Par ce procédé les arbres et buissons verts se préparent à affronter l’hiver, la saison froide et pauvre en eau. Un authentique procédé de vieillissement. Le travail est achevé. Les fruits sont mûrs. Le vert des feuilles n’est plus utile. La photosynthèse est arrêtée. Le vert est décomposé. D’autres pigments, toujours présents dans les feuilles, voient le jour. Du rouge et surtout du jaune apparaissent. La plante passe au régime économique et se débarrasse des feuille dès les premiers froids. Ainsi se règle la gestion de l’eau. Un bouleau en plein feuillage évapore environ 150 litres d’eau par jour. En hiver l’eau se fait rare. La chute des feuilles représente l’adaptation au manque d’eau hivernal. Si un bouleau garderait son feuillage vert en hiver et continuerait à évaporer de l’eau, il se dessécherait lentement et finirait par mourir.

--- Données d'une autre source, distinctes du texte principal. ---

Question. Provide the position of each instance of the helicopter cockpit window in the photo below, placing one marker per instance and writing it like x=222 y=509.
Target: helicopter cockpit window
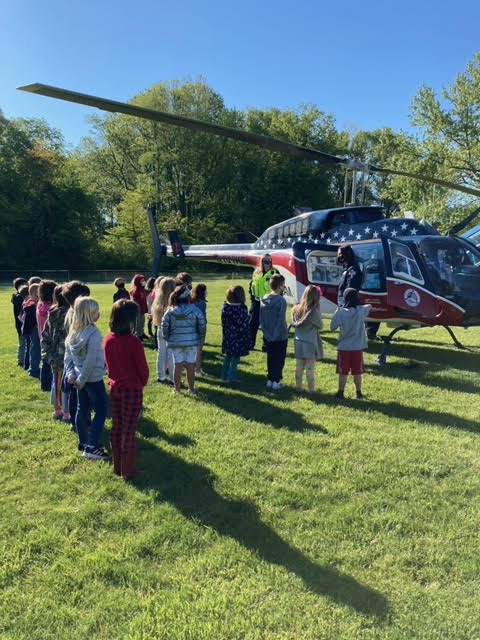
x=450 y=263
x=404 y=264
x=322 y=268
x=370 y=258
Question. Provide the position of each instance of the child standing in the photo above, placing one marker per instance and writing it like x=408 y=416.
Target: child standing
x=199 y=299
x=275 y=331
x=307 y=321
x=183 y=327
x=45 y=292
x=352 y=340
x=121 y=293
x=140 y=297
x=17 y=302
x=236 y=338
x=127 y=375
x=165 y=288
x=53 y=352
x=29 y=330
x=85 y=368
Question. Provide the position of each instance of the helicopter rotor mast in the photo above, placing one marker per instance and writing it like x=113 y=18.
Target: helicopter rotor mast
x=266 y=142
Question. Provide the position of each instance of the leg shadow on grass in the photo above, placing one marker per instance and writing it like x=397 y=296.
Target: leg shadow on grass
x=190 y=489
x=149 y=429
x=250 y=407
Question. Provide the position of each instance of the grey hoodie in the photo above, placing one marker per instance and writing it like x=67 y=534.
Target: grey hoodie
x=84 y=359
x=272 y=318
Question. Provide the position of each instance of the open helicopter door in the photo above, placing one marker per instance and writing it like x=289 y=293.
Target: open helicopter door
x=408 y=292
x=317 y=264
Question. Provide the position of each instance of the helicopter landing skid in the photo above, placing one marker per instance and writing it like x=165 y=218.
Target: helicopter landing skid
x=458 y=344
x=382 y=358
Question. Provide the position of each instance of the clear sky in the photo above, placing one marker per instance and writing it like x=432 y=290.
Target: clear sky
x=360 y=61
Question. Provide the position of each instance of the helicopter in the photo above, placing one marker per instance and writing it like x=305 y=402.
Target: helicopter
x=412 y=276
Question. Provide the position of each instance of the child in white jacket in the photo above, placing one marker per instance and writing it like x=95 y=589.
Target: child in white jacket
x=352 y=340
x=85 y=368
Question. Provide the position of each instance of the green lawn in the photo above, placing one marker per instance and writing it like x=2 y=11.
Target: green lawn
x=256 y=515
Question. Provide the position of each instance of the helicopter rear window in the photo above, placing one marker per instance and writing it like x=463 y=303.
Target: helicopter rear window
x=322 y=267
x=404 y=264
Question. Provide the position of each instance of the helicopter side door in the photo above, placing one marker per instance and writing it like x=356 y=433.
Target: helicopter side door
x=323 y=270
x=407 y=291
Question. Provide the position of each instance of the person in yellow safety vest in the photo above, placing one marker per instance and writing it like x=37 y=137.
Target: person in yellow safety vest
x=258 y=288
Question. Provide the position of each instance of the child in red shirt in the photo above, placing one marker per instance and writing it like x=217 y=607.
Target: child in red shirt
x=139 y=295
x=127 y=375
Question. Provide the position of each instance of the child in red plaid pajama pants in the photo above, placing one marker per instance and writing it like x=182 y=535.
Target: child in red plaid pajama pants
x=127 y=375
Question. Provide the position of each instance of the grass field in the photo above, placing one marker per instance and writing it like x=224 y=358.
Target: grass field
x=257 y=516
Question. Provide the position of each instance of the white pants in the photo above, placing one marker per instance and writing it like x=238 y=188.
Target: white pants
x=164 y=358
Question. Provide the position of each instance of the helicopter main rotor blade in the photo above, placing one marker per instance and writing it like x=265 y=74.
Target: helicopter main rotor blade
x=419 y=176
x=265 y=142
x=169 y=118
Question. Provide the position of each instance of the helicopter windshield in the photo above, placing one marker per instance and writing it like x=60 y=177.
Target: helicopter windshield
x=451 y=263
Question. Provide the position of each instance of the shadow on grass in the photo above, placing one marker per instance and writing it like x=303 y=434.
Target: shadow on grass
x=254 y=408
x=150 y=429
x=411 y=414
x=431 y=377
x=189 y=488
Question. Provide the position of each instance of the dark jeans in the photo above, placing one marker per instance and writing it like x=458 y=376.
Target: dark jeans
x=34 y=355
x=46 y=376
x=91 y=397
x=254 y=321
x=276 y=352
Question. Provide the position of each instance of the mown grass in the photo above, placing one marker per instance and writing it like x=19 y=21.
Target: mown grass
x=256 y=515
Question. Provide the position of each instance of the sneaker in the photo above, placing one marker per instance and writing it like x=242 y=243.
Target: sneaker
x=95 y=454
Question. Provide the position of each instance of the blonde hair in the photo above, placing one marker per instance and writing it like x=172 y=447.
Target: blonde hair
x=310 y=299
x=84 y=309
x=163 y=289
x=33 y=289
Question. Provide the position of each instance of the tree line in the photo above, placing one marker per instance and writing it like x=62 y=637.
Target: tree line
x=86 y=208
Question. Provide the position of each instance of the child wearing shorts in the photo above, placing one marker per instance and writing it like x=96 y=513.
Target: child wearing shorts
x=183 y=327
x=352 y=340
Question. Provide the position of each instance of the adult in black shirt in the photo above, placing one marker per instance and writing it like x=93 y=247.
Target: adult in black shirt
x=352 y=275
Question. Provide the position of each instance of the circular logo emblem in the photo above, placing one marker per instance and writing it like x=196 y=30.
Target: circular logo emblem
x=411 y=297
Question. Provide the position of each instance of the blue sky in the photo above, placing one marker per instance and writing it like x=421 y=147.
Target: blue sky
x=361 y=62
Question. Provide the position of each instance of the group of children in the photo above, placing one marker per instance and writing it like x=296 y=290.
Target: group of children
x=58 y=342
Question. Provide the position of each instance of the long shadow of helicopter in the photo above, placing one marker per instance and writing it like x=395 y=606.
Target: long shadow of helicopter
x=190 y=489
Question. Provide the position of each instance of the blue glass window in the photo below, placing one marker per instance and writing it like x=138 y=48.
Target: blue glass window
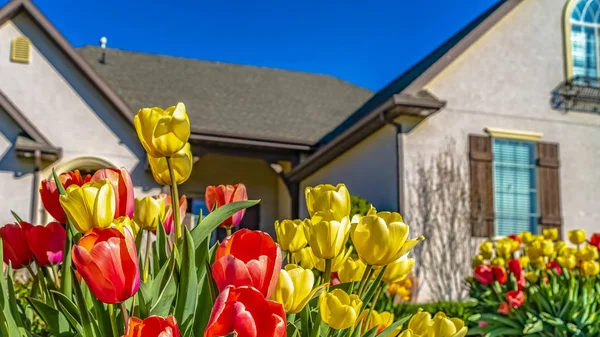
x=585 y=38
x=515 y=187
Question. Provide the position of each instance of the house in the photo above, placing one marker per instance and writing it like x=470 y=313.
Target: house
x=516 y=90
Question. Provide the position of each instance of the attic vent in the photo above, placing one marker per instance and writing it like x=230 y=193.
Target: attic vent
x=20 y=50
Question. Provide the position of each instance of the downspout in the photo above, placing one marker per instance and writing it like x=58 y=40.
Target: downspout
x=399 y=160
x=37 y=156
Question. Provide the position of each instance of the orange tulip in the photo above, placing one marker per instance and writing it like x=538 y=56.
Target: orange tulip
x=122 y=187
x=248 y=258
x=50 y=195
x=153 y=326
x=108 y=263
x=217 y=196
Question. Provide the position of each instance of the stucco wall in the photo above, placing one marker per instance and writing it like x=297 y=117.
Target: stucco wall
x=505 y=80
x=260 y=180
x=369 y=170
x=66 y=108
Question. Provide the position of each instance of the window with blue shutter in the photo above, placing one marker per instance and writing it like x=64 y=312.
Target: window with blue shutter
x=515 y=187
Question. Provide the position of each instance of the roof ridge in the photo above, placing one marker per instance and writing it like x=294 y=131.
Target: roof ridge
x=89 y=46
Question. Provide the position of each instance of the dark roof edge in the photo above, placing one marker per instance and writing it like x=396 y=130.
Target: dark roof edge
x=389 y=110
x=16 y=6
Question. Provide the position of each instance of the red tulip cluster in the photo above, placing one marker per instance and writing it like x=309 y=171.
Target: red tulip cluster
x=246 y=270
x=23 y=243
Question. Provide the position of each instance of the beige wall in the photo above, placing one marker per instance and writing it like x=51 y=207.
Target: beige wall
x=66 y=109
x=505 y=80
x=260 y=180
x=369 y=170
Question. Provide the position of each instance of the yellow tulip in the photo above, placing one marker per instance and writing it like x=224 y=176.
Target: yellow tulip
x=526 y=237
x=550 y=234
x=326 y=235
x=338 y=309
x=443 y=326
x=568 y=261
x=381 y=238
x=587 y=253
x=182 y=161
x=398 y=270
x=91 y=205
x=532 y=276
x=290 y=234
x=351 y=270
x=524 y=261
x=148 y=211
x=498 y=261
x=305 y=258
x=162 y=132
x=294 y=288
x=380 y=320
x=420 y=322
x=590 y=268
x=577 y=236
x=328 y=198
x=124 y=221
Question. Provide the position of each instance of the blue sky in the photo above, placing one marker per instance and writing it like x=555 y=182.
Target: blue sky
x=368 y=43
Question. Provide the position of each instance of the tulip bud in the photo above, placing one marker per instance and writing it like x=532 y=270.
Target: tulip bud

De retour à Zurich j’y retrouve la fin d’une autre belle journée d’automne. Depuis deux mois nous profitions d’un temps d’automne magnifique. Sans la pluie qui tombe habituellement dans notre région en cette saison. Pas de brouillard non plus. Un automne de centenaire. Aussi beau que la peinture de Robert Zünd „Buchenwald“, „Forêt de hêtres“. Ce tableau est sans doute de l’art. Y-a-t-il dans la nature aussi quelque chose comme de l’art? L’exploit de se préparer pour survivre dans la froideur de l’hiver? C’est sans doute une sorte d’art. Il faut donc se poser la question: „Qu’est-ce-que c’est que l’art en fait?“
Depuis que les humains sont capables de penser, ils ont réfléchi et philosophé sur l’art. Pendant de longues époques les philosophes et les historiens d’art ont développé la théorie de l’esthétique. Que ce soit la peinture, la sculpture, la musique, la littérature ou le théâtre, il s’agit toujours de splendeur et de beauté. Ces connaissances sont importantes et nécessaires. Je les trouve trop théoriques, trop loin de la réalité. Lorsque je suis captivé par une impression que je vois, lis ou entends je la ressens comme de l’art. Si elle m’accapare, m’incite à réfléchir et me laisse de bonnes sensations, alors c’est de l’art, mon art. Ainsi l’art devient pour moi une chose très personnelle, propre à moi, ma façon de voir. Probablement, un même évènement n’a aucun attrait pour quelqu’un d’autre. Pour lui il ne représente rien qui mérité la dénomination art. Chacun a donc sa propre compréhension de l’art.
C’est ainsi que j’ai vécu en cet automne des moments de pur plaisir à l’exposition des œuvres de Robert Zünd et en admirant la campagne automnale dans le soleil couchant au Rotsee.
Les lectrices et lecteurs  de ma chronique comprendront, je l’espère, que le commentaire sec dans la gazette gratuite ne m’impressionne que peu dans ce contexte. Au fond, chaque humain est un artiste!